We asked ChatGPT to classify all model features in the BA1B data set into groups that we could use to separate for model comparison analysis. We excluded the text summarization features already classified since ChatGPT had already seen these. We gave ChatGPT the prompt:

ChatGPT was given the following prompt:

you are an expert physicist, chemist, biologist, and computational scientist ai helper bot. i will give you a list of columns for a catboost classifier. These columns are the features in teh model. The catboost classifier is designed to determine whether a section of a borehole core has greater than 90% peridotite alteration or not. We are attempting to measure the impact of fractures in the sample against other features that impact the total alteration assuming this is related to reaction driven cracking.
You are to first:

  • define each column
  • provide an overarching category for each column
  • describe why you picked this category for the column

  • Features provided to you should be grouped into categories. Please reply saying you understand the task and then i will give you the column names.

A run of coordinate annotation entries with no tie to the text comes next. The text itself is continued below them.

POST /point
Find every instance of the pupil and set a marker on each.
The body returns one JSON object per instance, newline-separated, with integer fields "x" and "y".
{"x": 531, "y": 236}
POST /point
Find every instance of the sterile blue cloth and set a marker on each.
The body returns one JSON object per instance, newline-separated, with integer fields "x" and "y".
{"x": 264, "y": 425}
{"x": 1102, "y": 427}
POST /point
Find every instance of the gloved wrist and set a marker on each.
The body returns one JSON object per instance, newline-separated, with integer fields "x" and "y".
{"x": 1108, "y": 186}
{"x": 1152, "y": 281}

    ChatGPT replied categorizing all of the features into groups. These categorizations are then used for model feature selection. We compare these AI selected feature groupings to the expert selected feature groupings.

    Results

    The pipeline is able to ingest all data and then produces two collections of catboost models: 1) expert selected models and 2) GPT recommended models. These both produced groups of ROC curves that demonstrate that the fractures were the least important for predicting where high alteration occurs.

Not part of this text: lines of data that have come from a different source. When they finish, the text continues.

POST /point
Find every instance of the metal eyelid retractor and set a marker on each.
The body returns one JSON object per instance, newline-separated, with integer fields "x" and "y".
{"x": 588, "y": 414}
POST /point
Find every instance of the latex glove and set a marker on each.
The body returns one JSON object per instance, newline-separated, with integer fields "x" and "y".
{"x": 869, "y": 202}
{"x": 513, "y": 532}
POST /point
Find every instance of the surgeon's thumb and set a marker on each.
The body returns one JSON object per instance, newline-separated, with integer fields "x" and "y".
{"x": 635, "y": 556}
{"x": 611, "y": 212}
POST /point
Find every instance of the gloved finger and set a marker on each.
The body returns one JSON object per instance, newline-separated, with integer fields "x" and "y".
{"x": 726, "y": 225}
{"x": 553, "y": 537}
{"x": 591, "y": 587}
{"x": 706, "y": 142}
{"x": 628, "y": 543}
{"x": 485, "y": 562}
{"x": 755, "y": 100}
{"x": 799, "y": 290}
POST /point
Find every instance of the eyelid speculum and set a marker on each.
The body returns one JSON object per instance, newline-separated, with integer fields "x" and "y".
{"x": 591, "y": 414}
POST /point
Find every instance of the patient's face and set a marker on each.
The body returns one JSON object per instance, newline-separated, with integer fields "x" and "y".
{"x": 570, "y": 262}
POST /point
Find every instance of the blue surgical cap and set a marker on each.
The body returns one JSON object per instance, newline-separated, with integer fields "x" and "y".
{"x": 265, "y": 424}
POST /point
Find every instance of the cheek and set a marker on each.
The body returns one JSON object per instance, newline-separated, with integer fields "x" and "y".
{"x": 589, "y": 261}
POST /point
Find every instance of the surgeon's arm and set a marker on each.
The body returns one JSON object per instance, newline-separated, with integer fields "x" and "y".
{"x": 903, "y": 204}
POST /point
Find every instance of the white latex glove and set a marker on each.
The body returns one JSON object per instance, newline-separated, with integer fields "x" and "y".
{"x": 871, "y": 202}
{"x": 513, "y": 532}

    The ChatGPT summarization analysis had two steps, first was the keyword analysis, second was the topic analysis of the selected keywords. Some keywords appear prolifically across the entire depth cross-section (e.g., Serpentine veins, Black Serpentinization, Gabbro). Others have a clear depth dependence either occuring in the upper Dunite sequence (e.g., Irregular, Linneation, Open cracks, Alteration halo) or in the lower Harzburgite sequence (e.g., Hydrothermal, Shearing, Magmatic veins). These keywords generally appear where we would expect them to when referencing the full text reports. ChatGPT was also able to group keywords into meaningful topics of "Veins and alteration", "oxidation and alteration", "structural features", "rock type", "mineralogy", and "physical characteristics".

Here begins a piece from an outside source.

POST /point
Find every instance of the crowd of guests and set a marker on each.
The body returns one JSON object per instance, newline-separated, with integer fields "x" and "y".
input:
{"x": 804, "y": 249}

    This paper has presented an AI-based pipeline to ingest and analyse data from the Oman Drilling Project's Multi-borehole observatory. A random forest image segmentation were used for the treatment of core images, ChatGPT was used to summarize the expert knowledge from the drilling reports, these were coupled with physical, chemical, and biological measurements and used to predict the presence of highly altered peridotites via a catboost model. The catboost model provided valuable outlooks of the main factors influencing peridotite alteration. It indicates textual and physical data such as depth and mineral composition are of primarily importance in the classification, but the network analysis data taken from segmentation represent a suitable alternative and provide acceptable results. Moreover, it shows an AI-based treatment of geological data can equals a physical measurements-oriented method, and is a viable substitute for this classification problem. While this pipeline is particular to the research questions related to the Oman Drilling Project's Borehole BA1B (namely, what is the impact of non-tectonic fracturing of rock on peridotite alteration?), much of the AI based framework presented in this paper is applicable to a great many borehole related data sets.